Archive for Jeffreys-Lindley paradox

Bayes Factors for Forensic Decision Analyses with R [book review]

Posted in Books, R, Statistics with tags , , , , , , , , , , , , , on November 28, 2022 by xi'an

My friend EJ Wagenmaker pointed me towards an entire book on the BF by Bozza (from Ca’Foscari, Venezia), Taroni and Biederman. It is providing a sort of blueprint for using Bayes factors in forensics for both investigative and evaluative purposes. With R code and free access. I am of course unable to judge of the relevance of the approach for forensic science (I was under the impression that Bayesian arguments were usually not well-received in the courtroom) but find that overall the approach is rather one of repositioning the standard Bayesian tools within a forensic framework.

“The [evaluative] purpose is to assign a value to the result of a comparison between an item of unknown source and an item from a known source.”

And thus I found nothing shocking or striking from this standard presentation of Bayes factors, including the call to loss functions, if a bit overly expansive in its exposition. The style is also classical, with a choice of grey background vignettes for R coding parts that we also picked in our R books! If anything, I would have expected more realistic discussions and illustrations of prior specification across the hypotheses (see e.g. page 34), while the authors are mostly centering on conjugate priors and the (de Finetti) trick of the equivalent prior sample size. Bayes factors are mostly assessed using a conservative version of Jeffreys’ “scale of evidence”. The computational section of the book introduces MCMC (briefly) and mentions importance sampling, harmonic mean (with a minimalist warning), and Chib’s formula (with no warning whatsoever).

“The [investigative] purpose is to provide information in investigative proceedings (…) The scientist (…) uses the findings to generate hypotheses and suggestions for explanations of observations, in order to give guidance to investigators or litigants.”

Chapter 2 is about standard models: inferring about a proportion, with some Monte Carlo illustration,  and the complication of background elements, normal mean, with an improper prior making an appearance [on p.69] with no mention being made of the general prohibition of such generalised priors when using Bayes factors or even of the Lindley-Jeffreys paradox. Again, the main difference with Bayesian textbooks stands with the chosen examples.

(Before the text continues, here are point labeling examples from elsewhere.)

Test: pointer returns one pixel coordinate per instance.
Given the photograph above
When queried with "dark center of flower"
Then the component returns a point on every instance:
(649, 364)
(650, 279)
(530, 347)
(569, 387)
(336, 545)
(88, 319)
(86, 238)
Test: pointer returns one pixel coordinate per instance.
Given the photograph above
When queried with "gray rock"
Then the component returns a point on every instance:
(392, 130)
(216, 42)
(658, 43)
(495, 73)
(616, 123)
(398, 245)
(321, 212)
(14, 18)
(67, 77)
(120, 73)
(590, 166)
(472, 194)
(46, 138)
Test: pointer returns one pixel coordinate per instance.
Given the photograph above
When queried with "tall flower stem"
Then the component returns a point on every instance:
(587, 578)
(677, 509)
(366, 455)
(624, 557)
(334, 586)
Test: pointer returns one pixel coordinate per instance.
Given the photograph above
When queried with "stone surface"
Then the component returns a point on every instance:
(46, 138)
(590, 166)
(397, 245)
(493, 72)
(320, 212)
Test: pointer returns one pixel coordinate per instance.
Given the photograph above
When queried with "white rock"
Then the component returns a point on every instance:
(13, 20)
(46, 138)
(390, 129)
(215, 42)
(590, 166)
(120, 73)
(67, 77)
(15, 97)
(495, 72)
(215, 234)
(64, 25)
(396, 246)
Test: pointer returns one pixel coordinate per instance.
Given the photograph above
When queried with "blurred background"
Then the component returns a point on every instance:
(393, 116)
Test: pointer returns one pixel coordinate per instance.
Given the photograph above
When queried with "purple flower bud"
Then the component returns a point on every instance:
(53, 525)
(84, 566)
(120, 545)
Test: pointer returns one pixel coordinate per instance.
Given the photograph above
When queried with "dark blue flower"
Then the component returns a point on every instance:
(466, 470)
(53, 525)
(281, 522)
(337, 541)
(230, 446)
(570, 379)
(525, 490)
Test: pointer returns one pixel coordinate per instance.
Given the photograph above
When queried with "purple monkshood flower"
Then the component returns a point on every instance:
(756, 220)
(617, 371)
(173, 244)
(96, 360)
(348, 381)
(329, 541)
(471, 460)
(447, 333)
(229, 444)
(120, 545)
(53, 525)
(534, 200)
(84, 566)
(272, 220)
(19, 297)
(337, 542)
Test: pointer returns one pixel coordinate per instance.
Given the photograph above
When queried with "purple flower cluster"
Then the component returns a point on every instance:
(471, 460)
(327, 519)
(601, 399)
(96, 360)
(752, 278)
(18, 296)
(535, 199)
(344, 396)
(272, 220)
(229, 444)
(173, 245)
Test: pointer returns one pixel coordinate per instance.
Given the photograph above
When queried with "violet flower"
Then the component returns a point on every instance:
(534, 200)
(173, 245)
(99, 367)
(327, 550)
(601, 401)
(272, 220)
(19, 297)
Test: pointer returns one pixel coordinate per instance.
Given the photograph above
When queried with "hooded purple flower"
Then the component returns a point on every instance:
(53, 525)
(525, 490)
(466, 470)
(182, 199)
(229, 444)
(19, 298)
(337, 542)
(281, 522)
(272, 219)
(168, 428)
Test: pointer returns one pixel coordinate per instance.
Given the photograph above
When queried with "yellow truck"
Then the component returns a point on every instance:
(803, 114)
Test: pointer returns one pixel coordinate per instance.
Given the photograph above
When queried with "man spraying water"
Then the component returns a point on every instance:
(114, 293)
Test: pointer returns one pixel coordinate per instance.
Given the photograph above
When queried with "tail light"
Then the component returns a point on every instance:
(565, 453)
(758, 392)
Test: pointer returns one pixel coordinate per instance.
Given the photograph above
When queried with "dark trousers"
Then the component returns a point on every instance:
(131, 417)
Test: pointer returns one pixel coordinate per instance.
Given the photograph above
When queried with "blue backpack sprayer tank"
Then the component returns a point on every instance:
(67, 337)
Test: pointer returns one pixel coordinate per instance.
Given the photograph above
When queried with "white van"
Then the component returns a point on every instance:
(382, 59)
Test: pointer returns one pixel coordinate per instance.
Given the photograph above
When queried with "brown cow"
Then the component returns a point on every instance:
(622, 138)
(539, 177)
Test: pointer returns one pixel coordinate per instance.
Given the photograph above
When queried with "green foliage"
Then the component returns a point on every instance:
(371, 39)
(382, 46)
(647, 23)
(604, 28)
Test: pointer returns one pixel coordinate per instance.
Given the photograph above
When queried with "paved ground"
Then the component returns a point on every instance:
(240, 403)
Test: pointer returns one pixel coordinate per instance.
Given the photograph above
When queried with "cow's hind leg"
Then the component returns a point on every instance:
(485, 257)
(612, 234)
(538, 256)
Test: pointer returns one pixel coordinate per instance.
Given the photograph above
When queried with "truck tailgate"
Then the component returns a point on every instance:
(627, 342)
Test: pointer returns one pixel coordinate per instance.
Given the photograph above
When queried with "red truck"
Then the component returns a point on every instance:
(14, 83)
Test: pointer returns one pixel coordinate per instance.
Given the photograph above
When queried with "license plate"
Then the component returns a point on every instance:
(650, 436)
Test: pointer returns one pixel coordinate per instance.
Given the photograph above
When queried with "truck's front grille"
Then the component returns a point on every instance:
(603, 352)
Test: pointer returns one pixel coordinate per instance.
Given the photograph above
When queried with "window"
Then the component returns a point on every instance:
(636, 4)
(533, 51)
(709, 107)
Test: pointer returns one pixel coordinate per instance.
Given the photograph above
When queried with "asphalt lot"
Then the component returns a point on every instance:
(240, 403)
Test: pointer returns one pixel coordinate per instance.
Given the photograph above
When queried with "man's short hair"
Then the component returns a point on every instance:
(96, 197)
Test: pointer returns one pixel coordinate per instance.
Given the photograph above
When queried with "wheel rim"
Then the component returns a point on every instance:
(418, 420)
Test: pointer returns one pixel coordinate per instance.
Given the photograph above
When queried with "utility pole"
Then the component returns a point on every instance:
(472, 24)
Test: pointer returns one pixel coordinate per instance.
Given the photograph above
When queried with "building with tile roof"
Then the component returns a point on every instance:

Chapter 3 focus on evidence evaluation [not in the computational sense] but, again, the coverage is about standard models: processing the Binomial, multinomial, Poisson models, again though conjugates. (With the side remark that Fig 3.2 is rather unhelpful: when moving the prior probability of the null from zero to one, its posterior probability also moves from zero to one!) We are back to the Normal mean case with the model variance being known then unknown. (An unintentionally funny remark (p.96) about the dependence between mean and variance being seen as too restrictive and replaced with… independence!). At last (for me!), the book is pointing [p.99] out that the BF is highly sensitive to the choice of the prior variance (Lindley-Jeffreys, where art thou?!), but with a return of the improper prior (on said variance, p.102) with no debate on the ensuing validity of the BF. Multivariate Normals are also presented, with Wishart priors on the precision matrix, and more details about Chib’s estimate of the evidence. This chapter also contains illustrations of the so-called score-based BF which is simply (?) a Bayes factor using a distribution on a distance summary (between an hypothetical population and the data) and an approximation of the distributions of these summaries, provided enough data is available… I also spotted a potentially interesting foray into BF variability (Section 3.4.2), although not reaching all the way to a notion of BF posterior distributions.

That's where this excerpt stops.